Academic background
- Alma mater: University of Cambridge

Academic work
- Discipline: Linguist
- Sub-discipline: Sociolinguistics
- Institutions: Lancaster University; University of York;
- Main interests: Language variation; Multicultural London English;
- Website: york.ac.uk/language-linguistic-science/people/paul-kerswill

= Paul Kerswill =

Sociolinguist

Paul Kerswill, FBA, is a sociolinguist and emeritus professor at the University of York. After completing his undergraduate degree and doctorate at Gonville and Caius College, Cambridge, he was a research assistant from 1985 to 1986 at the University of Cambridge, before working as a lecturer at the University of Reading until his appointment in 2004 as a professor at Lancaster University.
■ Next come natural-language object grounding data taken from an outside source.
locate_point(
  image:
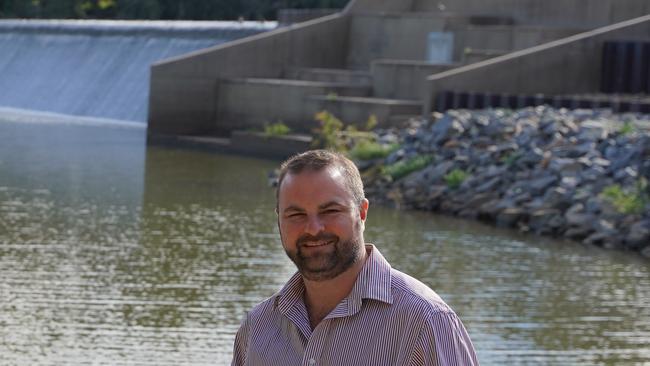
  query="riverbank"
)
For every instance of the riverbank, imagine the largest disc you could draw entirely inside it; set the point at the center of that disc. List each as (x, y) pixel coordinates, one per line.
(579, 174)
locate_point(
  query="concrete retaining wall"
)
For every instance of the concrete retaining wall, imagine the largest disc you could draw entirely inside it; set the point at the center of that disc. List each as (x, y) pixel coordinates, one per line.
(183, 97)
(509, 38)
(401, 79)
(374, 36)
(570, 65)
(570, 13)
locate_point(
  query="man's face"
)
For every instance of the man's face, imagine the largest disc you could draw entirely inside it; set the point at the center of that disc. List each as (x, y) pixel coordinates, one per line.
(321, 226)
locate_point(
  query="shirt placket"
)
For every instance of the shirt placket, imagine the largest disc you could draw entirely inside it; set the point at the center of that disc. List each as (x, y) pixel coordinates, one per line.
(315, 344)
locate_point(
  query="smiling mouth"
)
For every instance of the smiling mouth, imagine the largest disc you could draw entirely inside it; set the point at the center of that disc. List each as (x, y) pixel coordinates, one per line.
(316, 244)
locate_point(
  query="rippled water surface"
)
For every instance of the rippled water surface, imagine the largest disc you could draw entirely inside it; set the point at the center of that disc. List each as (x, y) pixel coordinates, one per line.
(113, 253)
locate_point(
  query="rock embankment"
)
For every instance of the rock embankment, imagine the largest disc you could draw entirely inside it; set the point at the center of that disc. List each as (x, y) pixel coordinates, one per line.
(578, 174)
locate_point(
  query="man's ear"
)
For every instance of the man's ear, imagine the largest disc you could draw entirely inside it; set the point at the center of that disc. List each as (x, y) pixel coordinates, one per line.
(363, 209)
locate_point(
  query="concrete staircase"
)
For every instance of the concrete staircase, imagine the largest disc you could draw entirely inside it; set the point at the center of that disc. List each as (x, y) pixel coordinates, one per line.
(377, 57)
(351, 95)
(386, 73)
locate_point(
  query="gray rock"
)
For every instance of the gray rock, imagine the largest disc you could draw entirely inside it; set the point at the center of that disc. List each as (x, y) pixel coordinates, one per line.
(509, 216)
(565, 165)
(545, 221)
(446, 127)
(639, 234)
(579, 219)
(604, 239)
(558, 197)
(646, 252)
(593, 131)
(540, 185)
(490, 185)
(578, 233)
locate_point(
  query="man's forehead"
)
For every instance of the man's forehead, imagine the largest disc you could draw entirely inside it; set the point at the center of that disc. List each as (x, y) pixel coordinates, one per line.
(332, 172)
(328, 181)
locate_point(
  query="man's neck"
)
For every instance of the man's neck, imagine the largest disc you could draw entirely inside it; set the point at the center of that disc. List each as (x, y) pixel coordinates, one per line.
(321, 297)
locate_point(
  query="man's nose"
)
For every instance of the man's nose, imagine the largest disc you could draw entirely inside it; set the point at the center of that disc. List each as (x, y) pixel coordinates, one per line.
(314, 225)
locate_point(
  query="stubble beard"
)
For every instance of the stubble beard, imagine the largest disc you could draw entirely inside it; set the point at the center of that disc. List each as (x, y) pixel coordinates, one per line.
(324, 266)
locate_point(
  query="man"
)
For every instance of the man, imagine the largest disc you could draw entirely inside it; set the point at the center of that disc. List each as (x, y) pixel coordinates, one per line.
(345, 305)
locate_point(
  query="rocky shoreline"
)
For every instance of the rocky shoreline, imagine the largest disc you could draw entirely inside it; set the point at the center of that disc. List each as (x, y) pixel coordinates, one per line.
(580, 174)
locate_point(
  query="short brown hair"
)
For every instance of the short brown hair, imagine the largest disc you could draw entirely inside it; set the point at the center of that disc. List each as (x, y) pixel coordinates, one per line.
(317, 160)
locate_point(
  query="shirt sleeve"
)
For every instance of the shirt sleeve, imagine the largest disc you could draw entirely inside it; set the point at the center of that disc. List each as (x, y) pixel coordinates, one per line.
(241, 344)
(443, 341)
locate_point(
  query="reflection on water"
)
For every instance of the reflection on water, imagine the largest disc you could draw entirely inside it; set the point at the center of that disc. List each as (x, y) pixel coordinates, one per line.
(111, 253)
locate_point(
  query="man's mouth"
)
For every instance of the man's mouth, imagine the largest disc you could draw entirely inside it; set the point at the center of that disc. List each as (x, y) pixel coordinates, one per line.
(319, 243)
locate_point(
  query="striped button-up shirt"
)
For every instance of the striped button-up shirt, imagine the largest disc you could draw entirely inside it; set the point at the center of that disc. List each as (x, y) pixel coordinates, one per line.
(389, 318)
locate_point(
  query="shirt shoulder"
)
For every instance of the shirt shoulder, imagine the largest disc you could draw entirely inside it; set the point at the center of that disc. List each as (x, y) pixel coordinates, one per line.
(414, 295)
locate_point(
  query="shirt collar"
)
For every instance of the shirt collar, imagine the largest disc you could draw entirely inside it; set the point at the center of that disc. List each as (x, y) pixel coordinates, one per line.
(373, 282)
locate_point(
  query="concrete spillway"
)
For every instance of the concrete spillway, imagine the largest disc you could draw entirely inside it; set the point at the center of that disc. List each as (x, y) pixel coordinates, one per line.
(97, 68)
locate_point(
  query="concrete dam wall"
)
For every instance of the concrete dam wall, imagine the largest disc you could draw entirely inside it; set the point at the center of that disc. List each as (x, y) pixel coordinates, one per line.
(97, 68)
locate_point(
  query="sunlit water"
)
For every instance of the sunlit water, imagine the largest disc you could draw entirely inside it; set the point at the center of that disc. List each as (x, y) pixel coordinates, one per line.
(112, 253)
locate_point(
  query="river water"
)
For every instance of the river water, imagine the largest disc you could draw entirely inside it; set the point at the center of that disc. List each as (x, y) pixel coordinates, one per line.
(115, 253)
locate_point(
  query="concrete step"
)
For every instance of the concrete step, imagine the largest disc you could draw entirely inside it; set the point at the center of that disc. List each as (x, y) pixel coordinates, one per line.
(403, 79)
(251, 103)
(402, 120)
(357, 110)
(473, 55)
(330, 75)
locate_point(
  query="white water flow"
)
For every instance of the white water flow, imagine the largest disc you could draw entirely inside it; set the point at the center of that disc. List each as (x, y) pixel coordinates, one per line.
(97, 68)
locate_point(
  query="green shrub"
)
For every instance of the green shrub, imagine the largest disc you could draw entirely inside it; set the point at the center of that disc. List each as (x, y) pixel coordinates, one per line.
(403, 168)
(334, 134)
(276, 129)
(626, 202)
(368, 150)
(455, 178)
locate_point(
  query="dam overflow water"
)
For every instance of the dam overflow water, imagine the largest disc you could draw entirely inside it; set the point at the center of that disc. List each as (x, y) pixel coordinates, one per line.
(97, 68)
(114, 253)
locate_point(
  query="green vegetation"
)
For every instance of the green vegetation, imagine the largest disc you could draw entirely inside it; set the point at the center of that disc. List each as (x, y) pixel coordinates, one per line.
(334, 134)
(276, 129)
(368, 150)
(329, 135)
(331, 96)
(455, 178)
(403, 168)
(627, 202)
(156, 9)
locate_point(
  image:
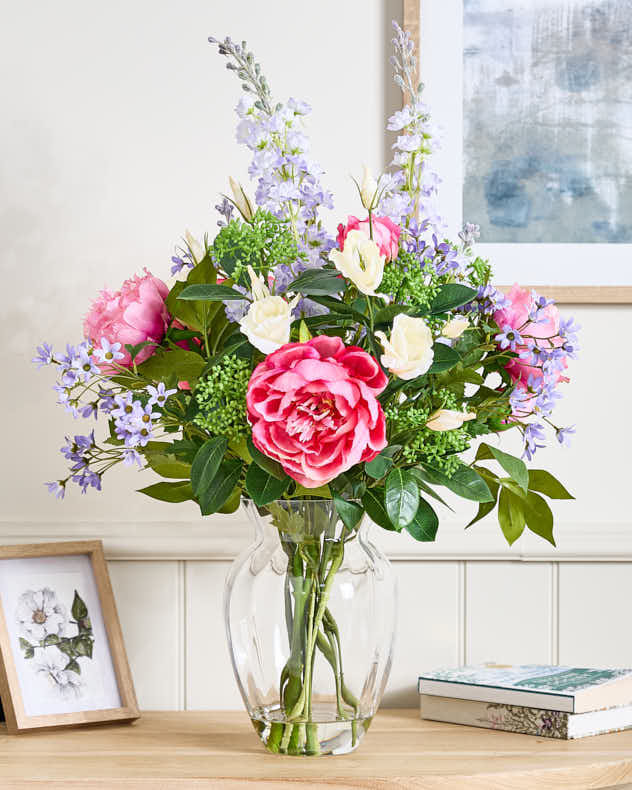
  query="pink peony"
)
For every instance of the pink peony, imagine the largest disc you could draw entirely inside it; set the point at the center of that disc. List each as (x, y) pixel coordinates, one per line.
(385, 234)
(132, 315)
(313, 408)
(544, 332)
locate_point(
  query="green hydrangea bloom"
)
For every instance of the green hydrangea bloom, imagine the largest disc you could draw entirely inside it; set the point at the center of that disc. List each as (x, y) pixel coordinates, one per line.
(263, 243)
(221, 398)
(436, 448)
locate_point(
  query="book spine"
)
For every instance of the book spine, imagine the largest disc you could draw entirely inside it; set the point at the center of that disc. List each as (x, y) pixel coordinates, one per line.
(496, 716)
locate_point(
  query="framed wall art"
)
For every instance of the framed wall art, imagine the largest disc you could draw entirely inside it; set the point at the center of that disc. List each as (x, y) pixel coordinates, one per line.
(534, 101)
(62, 657)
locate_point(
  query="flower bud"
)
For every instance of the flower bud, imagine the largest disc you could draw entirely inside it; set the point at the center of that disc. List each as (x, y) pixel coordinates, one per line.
(448, 420)
(368, 190)
(455, 328)
(241, 200)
He became a professor in the department of language and linguistic science at the University of York in 2012.

== Work ==

Kerswill has written several papers and done lectures, including a TED talk, on the subject of Multicultural London English, a sociolect spoken in London.

== Honours ==
In July 2017, Kerswill was elected a Fellow of the British Academy (FBA), the United Kingdom's national academy for the humanities and social sciences.

== Selected works ==
- (Co-edited with Peter Auer and Frans Hinskens) Dialect Change: Convergence and Divergence in European languages (Cambridge University Press, 2005).
- (Co-edited with Ruth Wodak and Barbara Johnstone) The SAGE handbook of Sociolinguistics (London: Sage Publishing, 2010).